Une épave vieille de 400 ans, découverte au large de l’Australie, révèle de nouveaux détails sur le fonctionnement des réseaux commerciaux au XVIIe siècle, selon des chercheurs.
Des chercheurs de l’Université Curtin de Perth, en Australie, ont analysé des blocs de pierre, des briques et du lest provenant du Batavia, un navire de la Compagnie néerlandaise des Indes orientales qui a coulé en 1629. Ils ont découvert que ces matériaux provenaient de plusieurs carrières en Europe, et non d’un seul site comme on le supposait auparavant.
Ce texte est une traduction d’un article de CTV News.
Ces résultats ont été publiés mercredi dans le Journal of Archaeological Science.
L’auteur principal, Anthony Clarke, et son équipe ont retracé l’origine de ces matériaux à l’aide d’une technique géochimique avancée appelée «analyse U-Pb des zircons détritiques».
Les zircons détritiques sont de minuscules grains minéraux issus de l’altération de roches plus anciennes et transportés par le vent et l’eau vers de nouveaux environnements, selon l’Union européenne des géosciences.

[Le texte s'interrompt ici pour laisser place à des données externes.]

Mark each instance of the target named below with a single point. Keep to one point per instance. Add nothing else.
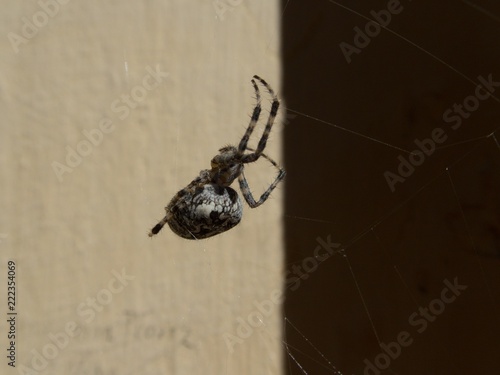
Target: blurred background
(378, 254)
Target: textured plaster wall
(77, 226)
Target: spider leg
(245, 190)
(253, 121)
(159, 226)
(249, 158)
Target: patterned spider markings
(208, 205)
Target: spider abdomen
(205, 211)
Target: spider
(208, 205)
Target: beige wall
(70, 233)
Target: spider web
(449, 179)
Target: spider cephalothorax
(208, 205)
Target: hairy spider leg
(253, 121)
(249, 158)
(245, 189)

«Les archives historiques sont incomplètes, et après près de 400 ans passées sous l’eau, ces pierres peuvent se ressembler beaucoup, ce qui rend leur identification difficile», a expliqué M. Clarke dans le communiqué de presse de l’université publié mercredi.

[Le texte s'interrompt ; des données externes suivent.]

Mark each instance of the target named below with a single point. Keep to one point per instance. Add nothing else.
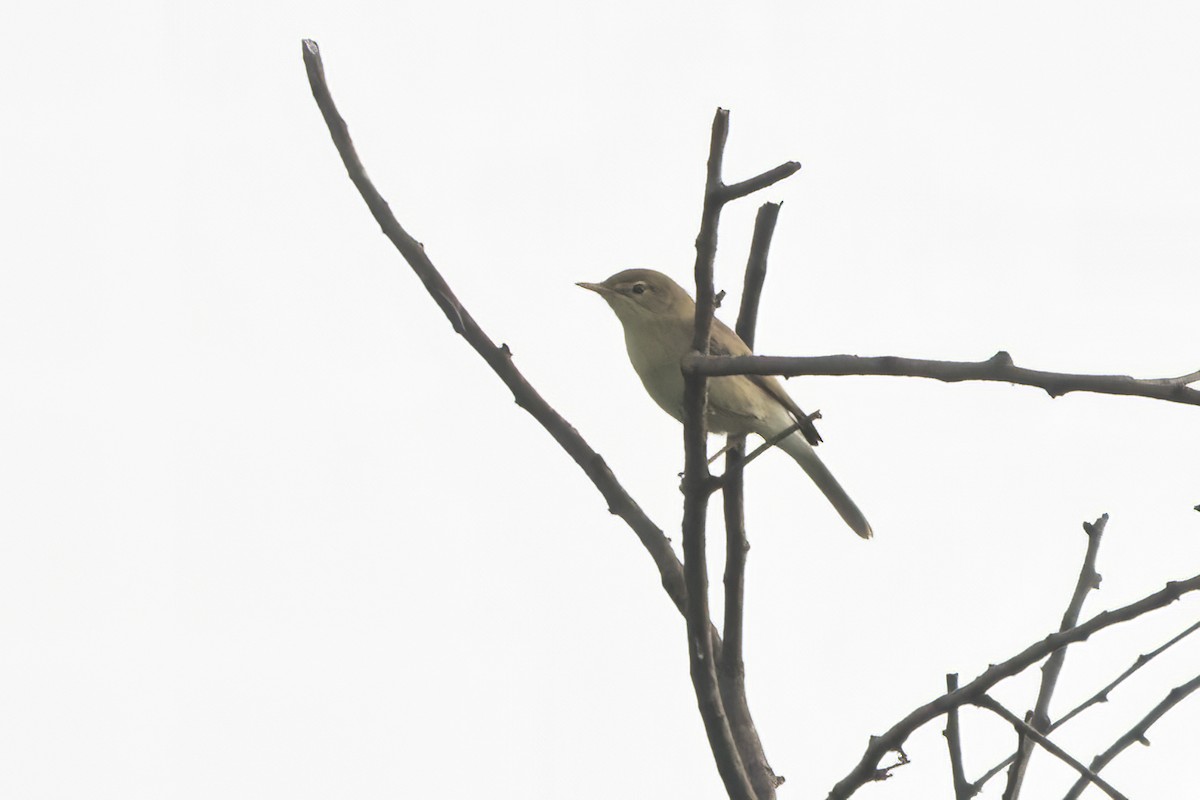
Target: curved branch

«Nous voulions savoir si ces minuscules grains minéraux pouvaient nous fournir une empreinte fiable du lieu de formation de la pierre, et nous aider à comprendre comment la Compagnie néerlandaise des Indes orientales s’approvisionnait en matériaux et les transportait à travers son réseau mondial», a-t-il ajouté.
«Les zircons détritiques résistent chimiquement et physiquement aux intempéries», indique l’étude publiée mercredi, ce qui les rend idéaux pour dater les parcours sédimentaires.
L’analyse a révélé que les roches étaient composées de matériaux provenant des carrières de Bentheim et d’Obernkirchen, situées dans le bassin de Basse-Saxe en Allemagne.
«Nous avons découvert que ces pierres provenaient d’au moins deux zones de carrières différentes, puis qu’elles avaient été regroupées en un seul chargement avant d’être expédiées à l’autre bout du monde au sein d’une chaîne d’approvisionnement très organisée, il y a plus de 400 ans», a lancé M. Clarke.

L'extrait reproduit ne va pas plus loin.